Longlisted for a Business in the Community Responsible Business Award 2018
Turning by-products from sugar production into the medicines of the future
Action and Impact
British Sugar has for nearly 20 years operated the largest glasshouse in the UK, taking the excess heat and CO2 from sugar making to create a thriving horticulture business. The manufacturer produces 1.4 million tonnes of sugar each year from the UK’s beet crop and has a long-standing commitment to reduce the environmental impact of the industry.
The glasshouse uses 46,000 mega watt hours a year, is 97% water self-sufficient, and only produces 200 grams of waste for every tonne of sugar manufactured.
For many years British Sugar’s horticultural glasshouse produced tomatoes, then in October 2016 announced the glasshouse would change crop and grow a key ingredient for the pharmaceutical sector. This ingredient will be used in a new prescription medicine (Epidiolex) being developed to treat rare but serious forms of epilepsy in children. The active ingredient in Epidiolex is known as Cannabidiol (CBD), and it is sourced from a non-psychoactive variety of the cannabis plant family, specifically bred for medical purposes and under license from the UK Home Office. British Sugar started to grow these plants from 2017.

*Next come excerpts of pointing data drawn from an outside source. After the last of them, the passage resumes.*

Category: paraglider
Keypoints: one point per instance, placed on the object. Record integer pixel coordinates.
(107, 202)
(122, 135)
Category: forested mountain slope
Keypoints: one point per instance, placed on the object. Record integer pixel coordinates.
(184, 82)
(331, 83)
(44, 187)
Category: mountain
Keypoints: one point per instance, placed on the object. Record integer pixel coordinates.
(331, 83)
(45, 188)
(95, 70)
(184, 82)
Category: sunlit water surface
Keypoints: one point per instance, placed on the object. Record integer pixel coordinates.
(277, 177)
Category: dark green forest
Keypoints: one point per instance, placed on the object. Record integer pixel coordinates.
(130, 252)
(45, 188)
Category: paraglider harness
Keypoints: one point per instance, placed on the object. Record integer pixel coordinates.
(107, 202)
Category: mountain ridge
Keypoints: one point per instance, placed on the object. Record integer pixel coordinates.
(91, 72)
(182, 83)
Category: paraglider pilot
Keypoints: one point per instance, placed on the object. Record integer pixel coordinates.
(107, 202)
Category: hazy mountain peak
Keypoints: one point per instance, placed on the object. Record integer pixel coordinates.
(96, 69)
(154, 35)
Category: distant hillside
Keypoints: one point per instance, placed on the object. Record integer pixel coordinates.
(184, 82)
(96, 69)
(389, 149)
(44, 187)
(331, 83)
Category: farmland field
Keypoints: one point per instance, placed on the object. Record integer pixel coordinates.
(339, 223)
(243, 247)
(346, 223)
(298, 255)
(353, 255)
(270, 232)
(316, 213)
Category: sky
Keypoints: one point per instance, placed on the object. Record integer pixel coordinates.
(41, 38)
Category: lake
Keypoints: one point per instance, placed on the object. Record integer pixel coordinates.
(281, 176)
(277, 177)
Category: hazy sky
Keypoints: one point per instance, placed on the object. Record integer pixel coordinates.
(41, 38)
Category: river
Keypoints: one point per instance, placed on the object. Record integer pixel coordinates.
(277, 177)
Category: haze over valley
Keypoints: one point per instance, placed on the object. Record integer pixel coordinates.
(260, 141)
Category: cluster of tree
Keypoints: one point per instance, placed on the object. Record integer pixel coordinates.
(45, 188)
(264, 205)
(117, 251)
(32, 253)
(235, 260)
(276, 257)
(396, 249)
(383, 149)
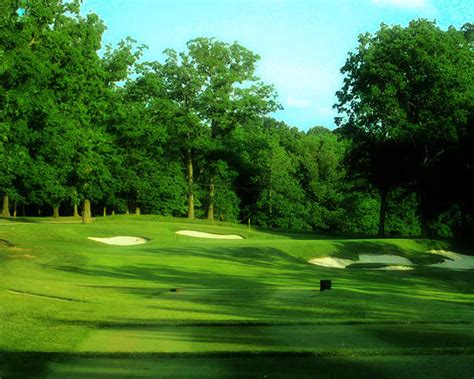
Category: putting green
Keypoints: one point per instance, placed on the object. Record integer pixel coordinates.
(328, 339)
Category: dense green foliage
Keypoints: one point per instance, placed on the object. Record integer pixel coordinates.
(193, 135)
(72, 307)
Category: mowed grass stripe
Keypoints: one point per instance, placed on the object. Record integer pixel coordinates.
(291, 338)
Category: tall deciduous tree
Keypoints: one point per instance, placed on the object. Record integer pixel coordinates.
(217, 82)
(405, 96)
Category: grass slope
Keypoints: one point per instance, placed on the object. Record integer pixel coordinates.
(71, 305)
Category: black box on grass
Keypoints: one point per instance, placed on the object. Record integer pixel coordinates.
(324, 284)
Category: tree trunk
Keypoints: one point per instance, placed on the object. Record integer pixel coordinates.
(86, 212)
(76, 211)
(425, 227)
(382, 212)
(190, 186)
(210, 209)
(6, 207)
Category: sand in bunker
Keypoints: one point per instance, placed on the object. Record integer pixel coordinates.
(455, 261)
(120, 240)
(364, 258)
(192, 233)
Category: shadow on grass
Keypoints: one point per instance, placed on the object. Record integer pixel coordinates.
(227, 365)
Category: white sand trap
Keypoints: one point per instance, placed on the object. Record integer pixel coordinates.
(192, 233)
(120, 240)
(455, 261)
(393, 260)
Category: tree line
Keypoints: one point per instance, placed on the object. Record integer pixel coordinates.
(93, 127)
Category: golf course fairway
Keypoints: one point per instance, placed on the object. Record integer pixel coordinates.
(178, 306)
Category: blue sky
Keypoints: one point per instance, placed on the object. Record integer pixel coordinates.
(302, 43)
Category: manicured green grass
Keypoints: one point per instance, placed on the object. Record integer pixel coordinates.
(71, 305)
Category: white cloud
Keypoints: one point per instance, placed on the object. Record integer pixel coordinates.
(411, 4)
(298, 103)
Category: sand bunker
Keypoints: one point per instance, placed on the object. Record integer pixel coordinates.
(191, 233)
(455, 261)
(394, 260)
(120, 240)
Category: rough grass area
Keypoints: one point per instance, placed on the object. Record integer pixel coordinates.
(252, 307)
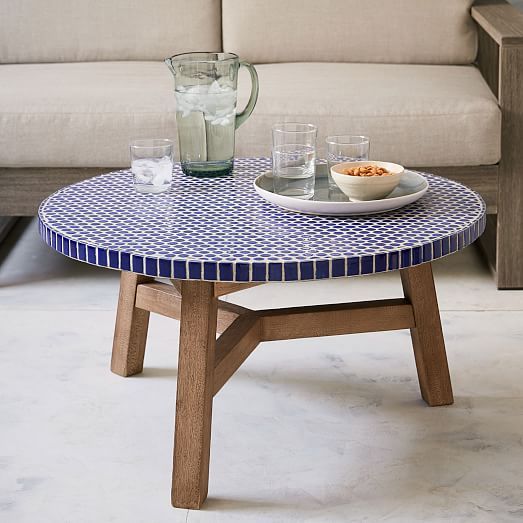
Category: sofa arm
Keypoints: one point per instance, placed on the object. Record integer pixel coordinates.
(500, 20)
(500, 60)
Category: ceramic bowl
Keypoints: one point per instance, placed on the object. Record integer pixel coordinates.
(365, 188)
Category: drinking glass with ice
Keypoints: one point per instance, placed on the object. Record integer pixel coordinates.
(152, 165)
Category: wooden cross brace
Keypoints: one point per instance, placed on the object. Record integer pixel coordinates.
(206, 363)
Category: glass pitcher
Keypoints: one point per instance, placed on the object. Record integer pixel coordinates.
(205, 86)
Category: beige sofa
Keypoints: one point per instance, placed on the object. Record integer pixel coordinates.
(79, 80)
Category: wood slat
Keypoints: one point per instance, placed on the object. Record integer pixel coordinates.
(194, 393)
(502, 21)
(234, 346)
(223, 288)
(333, 320)
(509, 252)
(165, 300)
(427, 335)
(488, 60)
(130, 332)
(487, 242)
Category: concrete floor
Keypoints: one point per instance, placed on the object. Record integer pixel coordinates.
(319, 430)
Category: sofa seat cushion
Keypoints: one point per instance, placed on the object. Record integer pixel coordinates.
(85, 114)
(416, 115)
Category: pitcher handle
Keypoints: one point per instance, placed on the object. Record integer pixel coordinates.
(249, 108)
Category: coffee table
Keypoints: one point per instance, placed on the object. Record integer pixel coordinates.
(212, 237)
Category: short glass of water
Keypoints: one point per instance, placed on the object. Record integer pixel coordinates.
(346, 148)
(152, 165)
(294, 159)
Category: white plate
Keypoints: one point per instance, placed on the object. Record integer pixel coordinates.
(332, 202)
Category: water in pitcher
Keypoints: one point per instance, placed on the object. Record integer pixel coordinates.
(205, 116)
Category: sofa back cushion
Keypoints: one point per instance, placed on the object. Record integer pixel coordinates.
(390, 31)
(92, 30)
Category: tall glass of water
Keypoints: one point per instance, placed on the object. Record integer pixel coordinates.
(294, 159)
(152, 165)
(346, 148)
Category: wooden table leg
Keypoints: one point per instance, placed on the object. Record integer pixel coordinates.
(194, 394)
(130, 333)
(427, 335)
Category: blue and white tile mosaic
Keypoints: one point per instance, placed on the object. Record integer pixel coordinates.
(219, 229)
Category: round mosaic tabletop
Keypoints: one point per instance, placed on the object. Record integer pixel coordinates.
(219, 229)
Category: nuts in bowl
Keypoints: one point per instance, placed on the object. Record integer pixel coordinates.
(367, 180)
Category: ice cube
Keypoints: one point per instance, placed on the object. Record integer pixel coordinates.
(214, 88)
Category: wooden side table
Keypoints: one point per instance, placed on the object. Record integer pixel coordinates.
(214, 237)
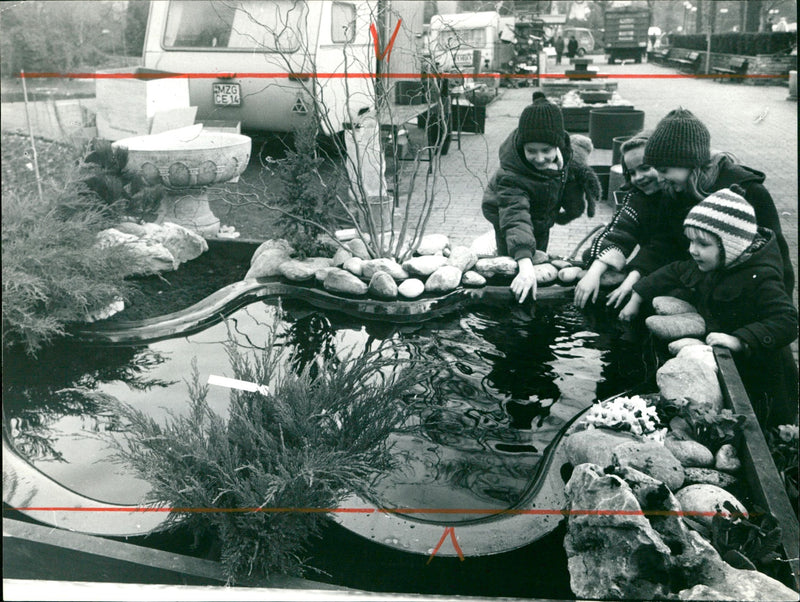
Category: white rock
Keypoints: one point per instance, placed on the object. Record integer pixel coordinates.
(485, 245)
(275, 244)
(726, 459)
(462, 258)
(184, 244)
(384, 264)
(354, 265)
(473, 279)
(358, 248)
(343, 282)
(704, 499)
(568, 275)
(411, 288)
(341, 256)
(675, 346)
(432, 244)
(496, 266)
(424, 265)
(443, 280)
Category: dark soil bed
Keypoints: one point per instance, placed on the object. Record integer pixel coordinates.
(224, 263)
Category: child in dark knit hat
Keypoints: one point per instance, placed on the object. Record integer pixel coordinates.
(735, 280)
(540, 183)
(680, 150)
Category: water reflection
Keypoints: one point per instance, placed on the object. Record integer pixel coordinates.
(501, 389)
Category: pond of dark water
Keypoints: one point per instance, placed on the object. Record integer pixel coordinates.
(507, 385)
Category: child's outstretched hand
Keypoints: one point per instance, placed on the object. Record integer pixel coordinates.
(525, 280)
(725, 340)
(631, 309)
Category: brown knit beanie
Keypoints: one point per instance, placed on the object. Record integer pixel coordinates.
(679, 140)
(541, 122)
(729, 216)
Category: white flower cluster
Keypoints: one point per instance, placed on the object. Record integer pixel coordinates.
(630, 414)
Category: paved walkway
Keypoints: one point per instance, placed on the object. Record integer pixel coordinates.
(756, 123)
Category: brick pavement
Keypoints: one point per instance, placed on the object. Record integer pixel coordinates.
(756, 123)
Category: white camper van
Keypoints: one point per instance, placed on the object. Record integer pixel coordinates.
(260, 62)
(454, 38)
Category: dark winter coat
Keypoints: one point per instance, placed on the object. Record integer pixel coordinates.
(749, 301)
(523, 203)
(656, 223)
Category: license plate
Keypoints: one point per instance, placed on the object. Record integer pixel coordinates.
(227, 95)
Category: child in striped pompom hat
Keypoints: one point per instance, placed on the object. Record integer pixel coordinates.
(735, 280)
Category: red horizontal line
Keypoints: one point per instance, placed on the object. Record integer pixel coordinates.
(485, 511)
(147, 76)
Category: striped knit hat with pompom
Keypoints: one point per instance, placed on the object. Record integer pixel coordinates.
(729, 216)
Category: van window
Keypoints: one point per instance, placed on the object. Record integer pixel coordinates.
(343, 22)
(275, 26)
(462, 38)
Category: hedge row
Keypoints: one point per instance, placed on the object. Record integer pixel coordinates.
(739, 43)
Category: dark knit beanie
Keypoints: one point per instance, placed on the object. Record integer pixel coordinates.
(541, 122)
(679, 140)
(729, 216)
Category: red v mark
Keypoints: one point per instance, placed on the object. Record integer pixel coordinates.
(452, 532)
(386, 51)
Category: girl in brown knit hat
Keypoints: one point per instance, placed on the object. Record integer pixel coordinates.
(680, 149)
(540, 183)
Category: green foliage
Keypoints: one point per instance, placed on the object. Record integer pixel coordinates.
(308, 200)
(749, 44)
(53, 274)
(315, 436)
(747, 543)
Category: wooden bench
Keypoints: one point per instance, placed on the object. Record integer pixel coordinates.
(736, 66)
(690, 63)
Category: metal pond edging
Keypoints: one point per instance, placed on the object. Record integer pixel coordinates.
(214, 308)
(757, 463)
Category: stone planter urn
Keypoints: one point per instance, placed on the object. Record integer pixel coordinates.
(186, 161)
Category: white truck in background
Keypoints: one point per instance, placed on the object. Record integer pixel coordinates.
(262, 63)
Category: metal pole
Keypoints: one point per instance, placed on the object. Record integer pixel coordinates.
(30, 133)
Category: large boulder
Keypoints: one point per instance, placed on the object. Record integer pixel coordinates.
(411, 288)
(298, 270)
(278, 245)
(685, 378)
(653, 459)
(150, 257)
(462, 258)
(705, 500)
(433, 244)
(268, 258)
(676, 326)
(615, 553)
(383, 264)
(707, 476)
(445, 279)
(358, 248)
(595, 446)
(424, 265)
(184, 244)
(739, 584)
(343, 282)
(496, 266)
(383, 286)
(689, 452)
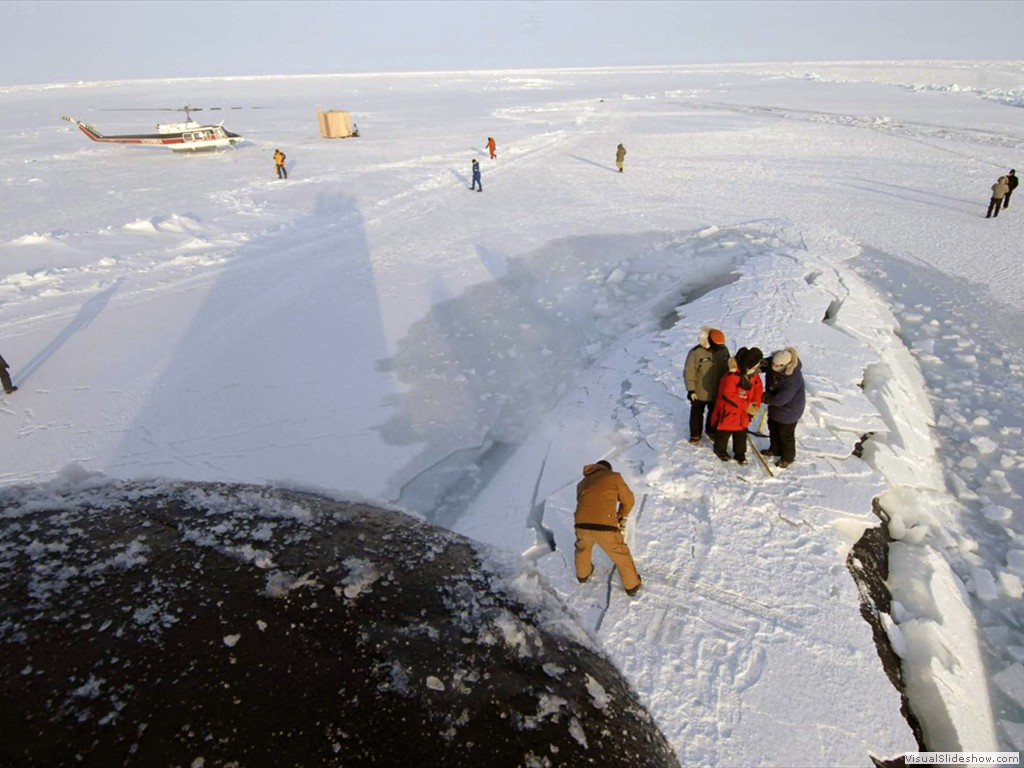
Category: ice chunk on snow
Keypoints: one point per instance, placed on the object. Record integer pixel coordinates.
(1011, 681)
(895, 636)
(984, 584)
(597, 692)
(576, 730)
(361, 574)
(1011, 584)
(1015, 560)
(434, 683)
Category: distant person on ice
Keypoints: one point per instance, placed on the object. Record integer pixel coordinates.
(999, 189)
(785, 395)
(8, 387)
(739, 396)
(706, 365)
(476, 177)
(603, 505)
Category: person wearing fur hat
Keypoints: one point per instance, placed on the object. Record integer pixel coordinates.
(739, 396)
(706, 365)
(786, 397)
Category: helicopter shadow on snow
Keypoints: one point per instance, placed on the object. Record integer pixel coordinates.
(89, 311)
(911, 194)
(294, 317)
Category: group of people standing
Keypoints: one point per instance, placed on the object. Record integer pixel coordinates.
(1001, 190)
(725, 393)
(729, 389)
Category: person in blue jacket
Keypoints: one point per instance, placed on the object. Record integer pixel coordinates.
(785, 395)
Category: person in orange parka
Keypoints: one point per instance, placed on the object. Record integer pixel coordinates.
(739, 396)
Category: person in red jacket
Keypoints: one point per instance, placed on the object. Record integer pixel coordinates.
(739, 396)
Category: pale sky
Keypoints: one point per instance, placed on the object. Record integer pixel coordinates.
(59, 41)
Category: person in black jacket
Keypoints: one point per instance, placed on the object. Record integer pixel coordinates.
(8, 387)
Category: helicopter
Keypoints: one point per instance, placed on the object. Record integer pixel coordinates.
(186, 136)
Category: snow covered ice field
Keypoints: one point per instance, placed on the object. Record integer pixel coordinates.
(371, 329)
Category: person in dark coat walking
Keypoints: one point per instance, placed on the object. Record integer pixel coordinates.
(476, 177)
(786, 397)
(999, 189)
(603, 505)
(706, 365)
(8, 387)
(739, 396)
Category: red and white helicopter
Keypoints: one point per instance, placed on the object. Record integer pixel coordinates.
(187, 136)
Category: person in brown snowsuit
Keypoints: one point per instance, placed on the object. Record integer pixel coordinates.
(999, 189)
(603, 505)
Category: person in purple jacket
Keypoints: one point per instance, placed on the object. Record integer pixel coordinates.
(785, 396)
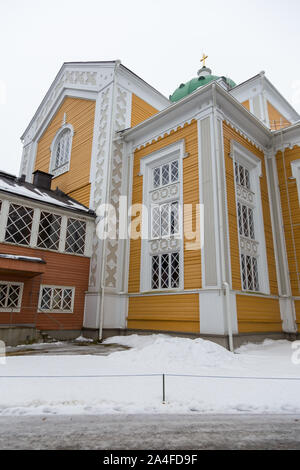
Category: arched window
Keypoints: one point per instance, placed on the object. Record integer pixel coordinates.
(61, 150)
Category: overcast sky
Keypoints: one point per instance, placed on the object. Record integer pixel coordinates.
(160, 40)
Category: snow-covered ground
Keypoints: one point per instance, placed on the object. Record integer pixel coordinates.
(148, 356)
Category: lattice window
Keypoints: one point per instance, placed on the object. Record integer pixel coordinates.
(56, 299)
(10, 296)
(165, 220)
(165, 271)
(242, 175)
(165, 174)
(19, 223)
(62, 149)
(246, 227)
(49, 231)
(75, 239)
(249, 272)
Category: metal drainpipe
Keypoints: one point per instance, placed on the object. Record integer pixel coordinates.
(225, 284)
(107, 195)
(289, 209)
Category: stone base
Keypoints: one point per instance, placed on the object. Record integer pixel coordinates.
(15, 335)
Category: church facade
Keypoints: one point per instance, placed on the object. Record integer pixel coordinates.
(207, 184)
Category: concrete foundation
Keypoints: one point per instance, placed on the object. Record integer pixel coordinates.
(14, 335)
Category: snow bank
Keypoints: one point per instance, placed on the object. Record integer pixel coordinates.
(224, 389)
(163, 353)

Paul Kenward, Managing Director, British Sugar, said: "This partnership has brought together two leading British innovators in their respective industries to maximise the use of resources from one industry to produce material for another industry. This has not only helped British Sugar increase revenue from our glasshouse business, but also provided GW with a reliable source of the crop for what could be a transformative medicine that improves the quality of life of children with severe forms of epilepsy."